Friday, October 09, 2009

Some Thoughts on Obama's Nobel Prize

No, really, I'm not kidding, he won the Nobel Peace Prize.

I questioned the prize committee's definition of the word "peace" when Al Gore won it for environmental activism, which seemed a wee bit of a stretch for me. This time around, the committee at least seems to be thinking in the general direction of "peace":

The committee praised Obama for his "extraordinary efforts to strengthen international diplomacy and cooperation between peoples" during his nine months in office and singled out for special recognition Obama's call for a world free of nuclear weapons, which he first made in an April speech in Prague.

Heralding Obama as a transformative figure in U.S. and international diplomacy, the committee said: "Only very rarely has a person to the same extent as Obama captured the world's attention and given its people hope for a better future. His diplomacy is founded in the concept that those who are to lead the world must do so on the basis of values and attitudes that are shared by the majority of the world's population."


So. This will, no doubt, make conservatives flip the fuck out. Maybe it'll move his poll numbers among the rest of the population. (Maybe the Nobel committee just wants us to get some decent health care?) But what reaction do I, an American progressive/hippie pinko commie type have to the bestowing of the Peace Prize on the president whom I spent the better part of a year volunteering to get elected?

The snark is flowing fast on Twitter. Melissa Harris-Lacewell: Because he appointed all his electoral adversaries to the cabinet. #ReasonsBHOwonNPP and Because he invited a white policeman over for a beer! #ReasonsBHOwonNPP #BlackMenDontDoThat.

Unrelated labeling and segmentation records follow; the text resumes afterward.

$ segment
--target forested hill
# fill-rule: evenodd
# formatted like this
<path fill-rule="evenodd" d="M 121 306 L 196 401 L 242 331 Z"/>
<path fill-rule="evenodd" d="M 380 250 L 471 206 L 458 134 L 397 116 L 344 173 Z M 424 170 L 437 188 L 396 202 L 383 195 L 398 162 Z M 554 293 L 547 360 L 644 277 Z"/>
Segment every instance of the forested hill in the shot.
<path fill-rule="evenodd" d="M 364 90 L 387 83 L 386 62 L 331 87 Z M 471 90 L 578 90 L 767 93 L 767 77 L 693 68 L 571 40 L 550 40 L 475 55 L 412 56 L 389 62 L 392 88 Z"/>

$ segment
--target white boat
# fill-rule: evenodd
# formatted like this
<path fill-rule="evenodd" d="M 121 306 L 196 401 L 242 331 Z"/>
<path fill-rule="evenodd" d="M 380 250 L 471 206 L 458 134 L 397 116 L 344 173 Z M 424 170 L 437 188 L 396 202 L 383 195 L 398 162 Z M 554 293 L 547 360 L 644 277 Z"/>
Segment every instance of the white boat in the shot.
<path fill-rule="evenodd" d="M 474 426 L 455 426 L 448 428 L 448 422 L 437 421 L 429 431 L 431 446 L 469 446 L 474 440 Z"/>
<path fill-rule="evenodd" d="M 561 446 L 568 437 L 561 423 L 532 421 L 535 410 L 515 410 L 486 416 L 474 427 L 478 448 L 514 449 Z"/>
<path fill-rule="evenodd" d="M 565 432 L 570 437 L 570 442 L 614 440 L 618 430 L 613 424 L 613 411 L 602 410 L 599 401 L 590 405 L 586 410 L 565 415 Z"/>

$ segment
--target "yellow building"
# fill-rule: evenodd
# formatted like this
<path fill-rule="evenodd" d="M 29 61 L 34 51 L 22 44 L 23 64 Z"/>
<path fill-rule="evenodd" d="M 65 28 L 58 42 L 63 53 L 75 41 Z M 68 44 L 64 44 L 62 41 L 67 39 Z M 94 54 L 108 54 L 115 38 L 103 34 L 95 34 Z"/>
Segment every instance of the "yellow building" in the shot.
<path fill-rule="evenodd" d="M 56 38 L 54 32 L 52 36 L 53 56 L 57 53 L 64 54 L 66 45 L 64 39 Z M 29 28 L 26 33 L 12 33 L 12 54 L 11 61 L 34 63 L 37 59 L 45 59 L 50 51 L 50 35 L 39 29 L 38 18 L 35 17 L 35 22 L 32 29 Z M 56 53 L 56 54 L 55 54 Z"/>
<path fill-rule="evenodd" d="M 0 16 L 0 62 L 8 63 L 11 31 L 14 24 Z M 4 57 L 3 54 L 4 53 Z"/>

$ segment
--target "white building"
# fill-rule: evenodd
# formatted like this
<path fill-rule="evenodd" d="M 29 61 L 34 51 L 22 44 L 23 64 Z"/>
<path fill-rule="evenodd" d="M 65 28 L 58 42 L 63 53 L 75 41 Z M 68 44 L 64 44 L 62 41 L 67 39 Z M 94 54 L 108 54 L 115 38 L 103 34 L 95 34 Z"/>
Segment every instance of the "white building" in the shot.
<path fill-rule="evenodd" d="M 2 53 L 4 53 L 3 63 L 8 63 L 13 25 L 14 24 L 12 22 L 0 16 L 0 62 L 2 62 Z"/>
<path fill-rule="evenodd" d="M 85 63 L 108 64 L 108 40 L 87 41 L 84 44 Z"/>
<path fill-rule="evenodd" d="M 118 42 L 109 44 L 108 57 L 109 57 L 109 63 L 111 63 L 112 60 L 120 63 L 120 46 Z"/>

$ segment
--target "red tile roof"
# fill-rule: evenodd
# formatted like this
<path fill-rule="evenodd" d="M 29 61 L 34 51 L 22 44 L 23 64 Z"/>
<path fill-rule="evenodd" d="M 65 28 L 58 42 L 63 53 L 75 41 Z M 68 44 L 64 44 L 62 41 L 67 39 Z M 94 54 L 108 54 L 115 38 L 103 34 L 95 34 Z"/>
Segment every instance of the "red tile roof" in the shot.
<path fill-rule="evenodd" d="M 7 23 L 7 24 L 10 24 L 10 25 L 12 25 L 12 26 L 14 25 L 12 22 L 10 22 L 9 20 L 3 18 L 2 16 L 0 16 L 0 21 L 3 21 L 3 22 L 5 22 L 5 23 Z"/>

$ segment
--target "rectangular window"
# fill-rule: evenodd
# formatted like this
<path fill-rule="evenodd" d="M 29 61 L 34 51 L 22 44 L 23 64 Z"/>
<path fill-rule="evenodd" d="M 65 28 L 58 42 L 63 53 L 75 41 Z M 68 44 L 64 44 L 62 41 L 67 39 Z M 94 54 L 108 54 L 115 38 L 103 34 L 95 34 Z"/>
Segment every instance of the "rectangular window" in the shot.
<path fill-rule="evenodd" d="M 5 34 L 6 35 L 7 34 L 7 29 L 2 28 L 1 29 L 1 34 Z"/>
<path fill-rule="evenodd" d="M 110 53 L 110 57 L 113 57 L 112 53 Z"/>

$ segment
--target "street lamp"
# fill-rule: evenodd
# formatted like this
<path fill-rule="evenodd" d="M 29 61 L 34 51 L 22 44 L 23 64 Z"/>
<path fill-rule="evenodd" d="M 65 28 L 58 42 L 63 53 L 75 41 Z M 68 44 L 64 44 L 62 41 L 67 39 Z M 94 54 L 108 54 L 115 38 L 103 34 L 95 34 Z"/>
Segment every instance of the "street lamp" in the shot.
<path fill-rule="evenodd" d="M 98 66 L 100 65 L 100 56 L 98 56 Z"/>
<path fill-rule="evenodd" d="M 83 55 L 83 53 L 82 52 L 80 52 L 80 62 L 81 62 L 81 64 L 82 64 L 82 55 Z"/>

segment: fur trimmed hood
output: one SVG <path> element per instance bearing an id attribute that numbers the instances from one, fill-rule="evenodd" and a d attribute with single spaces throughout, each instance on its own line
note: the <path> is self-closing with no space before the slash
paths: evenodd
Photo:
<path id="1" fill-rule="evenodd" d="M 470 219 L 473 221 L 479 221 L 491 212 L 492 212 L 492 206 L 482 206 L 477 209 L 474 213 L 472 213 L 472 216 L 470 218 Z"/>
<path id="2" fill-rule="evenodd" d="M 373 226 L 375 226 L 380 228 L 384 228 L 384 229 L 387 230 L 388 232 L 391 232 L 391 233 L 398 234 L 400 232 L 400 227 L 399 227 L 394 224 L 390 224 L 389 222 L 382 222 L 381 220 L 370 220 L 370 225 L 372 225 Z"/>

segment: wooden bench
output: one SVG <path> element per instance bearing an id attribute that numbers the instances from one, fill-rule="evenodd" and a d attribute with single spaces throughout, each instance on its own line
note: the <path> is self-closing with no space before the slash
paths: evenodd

But really, it does seem a little...early? I mean, the man's been president for nine months. The extraordinary goodwill that he's generated around the world? Mostly a result of him so very obviously NOT being George W. Bush. I mean, yes, he's done some things that are impressive. He's given speeches in Muslim countries calling for understanding, he's called for a world without nuclear weapons, he's not behind the coup in Honduras and has actually taken some steps to return the rightful president, etc. He wants to get out of Iraq, though it appears to be going far slower than we'd have hoped.

Let's be clear: we didn't elect Dennis Kucinich. Shit, we KNEW we weren't electing Dennis Kucinich. But I think a lot of us were hoping for more than we've gotten. Pushing for the Patriot Act renewal and more funding for war in Afghanistan harder than he seems to be pushing for a public option on health care is only the latest set of disappointments.

I wonder what's left to give him if he DOES accomplish something major? If he manages to broker peace between Israel and Palestine? Hell, if he actually ends the two wars he inherited? Our own Matt Duss joked: Obama will receive prize on Dec 10. Has until then to end Isr-Pal conflict, get Iran to abandon nukes, end Iraq/Afgh wars. No pressure. (I guess they could always give a prize to Hillary Clinton for all that, and once and for all cause Bill's head to explode: Carter, Gore, Obama and HIS WIFE?)

Others pointed out the massive peaceful protests in Iran this year and how that deserves more of a peace prize than Obama. Mousavi's history with prior Iranian regimes probably discounted him (fairly, I think) but what about acknowledging the people who crowded the streets protesting for change? What about the people in Honduras calling for the return of their president under repressive conditions?

The Nobel Prize and other things like it celebrate individual achievement, but working for peace isn't an individual thing. It requires collective action. It requires solidarity, communication, interaction. It's not like writing a great book (or a great oeuvre). In a way, giving the peace prize to a sitting president while peace protesters are arrested in this country demeans the massive, not-officially-sanctioned peace movement that marched against wars in Iraq and Afghanistan.

Yet a lot of those people worked to put Obama in office as the best way to stop American warmongering, so perhaps blogger Cyn3matic was right when she said: Nobel Peace Prize=GIANT repudiation of W and the misbegotten Bush-Cheney years. This is the world saying, '08 voters, we AGREE. She noted that she felt vindicated in her anti-war marching years ago by this vote, and so perhaps in some way this is an acknowledgment of all the American people.

Spencer Ackerman thinks so:

But turning it down would be a slap in the face to an international community that is showing, in the most generous way possible, that it wants the U.S. back as a leading component of the global order. The issue is not Barack Obama. It’s what the president represents internationally: a symbol of an America that is willing, once again, to drive the international system forward, together, toward the humane positive-sum goals of peace and disarmament. The fact that Obama hasn’t gotten the planet there misses the point entirely. It’s that he’s beginning, slowly, to take the world again down the path.


So while I see what Obama's done so far as a step in the right direction on some issues, perhaps, but mostly just shifting us back to where we were under Clinton (a place that I was not at all happy to be, so we're clear), I guess the rest of the world thinks something bigger is changing here.